Graphene continues to dazzle us with its strength and its versatility – exciting new applications are being discovered for it all the time, and now scientists have found a way of manipulating the wonder material so that it can better filter impurities out of water.
The two-dimensional material comprised of carbon atoms has been studied as a way of cleaning up water before, but the new method could offer the most promising approach yet. It's all down to the exploitation of what are known as van der Waals gaps: the tiny spaces that appear between 2D nanomaterials when they're layered on top of each other.
These nanochannels can be used in a variety of ways, which scientists are now exploring, but the thinness of graphene causes a problem for filtration: liquid has to spend much of its time travelling along the horizontal plane, rather than the vertical one, which would be much quicker.
To solve this problem, the team behind the new study used an elastic substrate to scrunch up the graphene layer into a microscopic series of peaks and valleys. That means liquid can scoot down the side of a peak vertically, rather than trekking across the open plains horizontally (all at the nanoscale, of course).
"When you start wrinkling the graphene, you're tilting the sheets and the channels out of plane," says materials scientist Muchun Liu from the Massachusetts Institute of Technology (MIT).
"If you wrinkle it a lot, the channels end up being aligned almost vertically."
To finish the effect, the graphene and substrate are fixed in an epoxy substance, before the tops of the peaks and the bottoms of the valleys are trimmed off. It gives liquid a quicker route through the graphene while still enabling filtration to happen.

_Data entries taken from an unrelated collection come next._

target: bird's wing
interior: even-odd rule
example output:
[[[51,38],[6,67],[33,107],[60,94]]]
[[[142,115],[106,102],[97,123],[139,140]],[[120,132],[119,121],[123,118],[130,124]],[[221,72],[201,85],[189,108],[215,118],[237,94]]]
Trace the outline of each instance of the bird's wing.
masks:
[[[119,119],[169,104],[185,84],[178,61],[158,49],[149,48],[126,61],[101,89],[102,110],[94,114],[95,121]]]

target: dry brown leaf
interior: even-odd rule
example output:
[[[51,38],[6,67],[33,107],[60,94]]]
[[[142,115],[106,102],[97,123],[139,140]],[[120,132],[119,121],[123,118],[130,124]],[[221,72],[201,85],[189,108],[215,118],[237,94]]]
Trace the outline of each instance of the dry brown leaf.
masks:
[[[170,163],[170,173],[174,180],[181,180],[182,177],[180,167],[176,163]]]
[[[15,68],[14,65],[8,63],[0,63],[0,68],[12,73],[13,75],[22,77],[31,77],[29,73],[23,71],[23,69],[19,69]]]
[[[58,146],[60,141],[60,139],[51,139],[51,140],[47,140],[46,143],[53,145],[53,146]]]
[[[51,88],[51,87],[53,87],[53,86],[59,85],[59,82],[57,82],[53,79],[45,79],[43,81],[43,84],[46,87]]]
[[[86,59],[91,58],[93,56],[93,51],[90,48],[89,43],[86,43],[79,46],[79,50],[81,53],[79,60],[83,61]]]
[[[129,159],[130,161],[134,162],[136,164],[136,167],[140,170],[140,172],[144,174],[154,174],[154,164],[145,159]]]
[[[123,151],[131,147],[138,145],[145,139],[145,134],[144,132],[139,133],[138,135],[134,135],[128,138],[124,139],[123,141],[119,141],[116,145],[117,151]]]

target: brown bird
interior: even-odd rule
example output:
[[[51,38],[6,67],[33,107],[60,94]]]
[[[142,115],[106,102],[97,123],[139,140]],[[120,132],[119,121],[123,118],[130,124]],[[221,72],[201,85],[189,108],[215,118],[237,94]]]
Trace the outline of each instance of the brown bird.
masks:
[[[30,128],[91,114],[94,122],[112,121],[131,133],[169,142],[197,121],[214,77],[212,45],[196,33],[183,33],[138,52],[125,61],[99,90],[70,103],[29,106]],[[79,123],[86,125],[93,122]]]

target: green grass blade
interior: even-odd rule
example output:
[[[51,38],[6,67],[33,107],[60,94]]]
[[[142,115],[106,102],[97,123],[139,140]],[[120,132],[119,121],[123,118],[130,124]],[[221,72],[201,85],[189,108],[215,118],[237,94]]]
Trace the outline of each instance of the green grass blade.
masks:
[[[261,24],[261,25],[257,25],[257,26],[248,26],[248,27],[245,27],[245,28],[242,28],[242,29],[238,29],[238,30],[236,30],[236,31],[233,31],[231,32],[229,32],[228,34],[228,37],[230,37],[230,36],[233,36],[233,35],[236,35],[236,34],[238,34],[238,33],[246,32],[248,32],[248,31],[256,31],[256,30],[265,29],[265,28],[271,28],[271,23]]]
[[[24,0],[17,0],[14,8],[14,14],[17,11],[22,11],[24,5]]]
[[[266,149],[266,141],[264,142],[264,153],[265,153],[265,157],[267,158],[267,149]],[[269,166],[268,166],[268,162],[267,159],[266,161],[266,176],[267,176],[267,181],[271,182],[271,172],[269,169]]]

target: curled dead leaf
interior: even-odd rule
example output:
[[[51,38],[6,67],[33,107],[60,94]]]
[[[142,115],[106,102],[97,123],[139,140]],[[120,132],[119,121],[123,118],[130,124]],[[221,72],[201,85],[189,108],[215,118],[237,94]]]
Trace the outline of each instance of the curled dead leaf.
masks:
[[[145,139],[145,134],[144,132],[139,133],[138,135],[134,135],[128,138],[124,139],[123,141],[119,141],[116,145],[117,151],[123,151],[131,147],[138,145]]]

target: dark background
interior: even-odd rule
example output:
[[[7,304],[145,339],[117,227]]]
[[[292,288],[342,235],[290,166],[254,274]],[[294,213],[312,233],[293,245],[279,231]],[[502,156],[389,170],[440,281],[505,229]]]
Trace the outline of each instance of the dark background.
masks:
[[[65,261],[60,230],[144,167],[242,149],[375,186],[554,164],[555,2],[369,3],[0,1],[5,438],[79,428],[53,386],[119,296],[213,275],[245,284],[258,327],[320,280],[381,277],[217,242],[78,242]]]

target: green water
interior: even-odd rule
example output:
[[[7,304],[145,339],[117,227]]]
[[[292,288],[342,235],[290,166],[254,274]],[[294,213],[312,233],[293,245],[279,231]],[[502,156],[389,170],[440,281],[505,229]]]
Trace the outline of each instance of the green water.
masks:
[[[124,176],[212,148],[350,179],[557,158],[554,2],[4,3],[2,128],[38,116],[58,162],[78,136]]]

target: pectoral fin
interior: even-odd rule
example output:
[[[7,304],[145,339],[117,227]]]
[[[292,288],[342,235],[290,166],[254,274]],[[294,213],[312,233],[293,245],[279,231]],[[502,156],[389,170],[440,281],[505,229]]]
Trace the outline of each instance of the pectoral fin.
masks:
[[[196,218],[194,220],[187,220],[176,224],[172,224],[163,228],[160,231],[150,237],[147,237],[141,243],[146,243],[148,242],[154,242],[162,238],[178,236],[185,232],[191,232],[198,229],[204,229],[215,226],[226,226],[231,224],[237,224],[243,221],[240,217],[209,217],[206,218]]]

Liu and her colleagues have given the new materials the name VAGMEs (vertically aligned graphene membranes), and further down the line they could find uses far beyond making water safe to drink.
"What we end up with is a membrane with these short and very narrow channels through which only very small molecules can pass," says chemical engineer Robert Hurt, from Brown University.
"So, for example, water can pass through, but organic contaminants or some metal ions would be too large to go through. So you could filter those out."
The next step will be to put this into practice and work out a practical filtering system, but the theory is sound. The material passed one of its first tests by allowing water vapor to flow through, while trapping larger hexane molecules.
Eventually these VAGMEs could find uses in industrial or household filtering systems, the scientists say – just one of many promising ways that graphene is being put to use in various different scientific fields.
As for the nanochannels that operate between super-thin 2D materials such as graphene, there's plenty of potential here too, according to the experts. The closer that scientists look at these nanomaterials, the more they discover.
"In the last decade, a whole field has sprung up to study these spaces that form between 2D nanomaterials," says Hurt.
"You can grow things in there, you can store things in there, and there's this emerging field of nanofluidics where you're using those channels to filter out some molecules while letting others go through."
The research has been published in Nature Communications.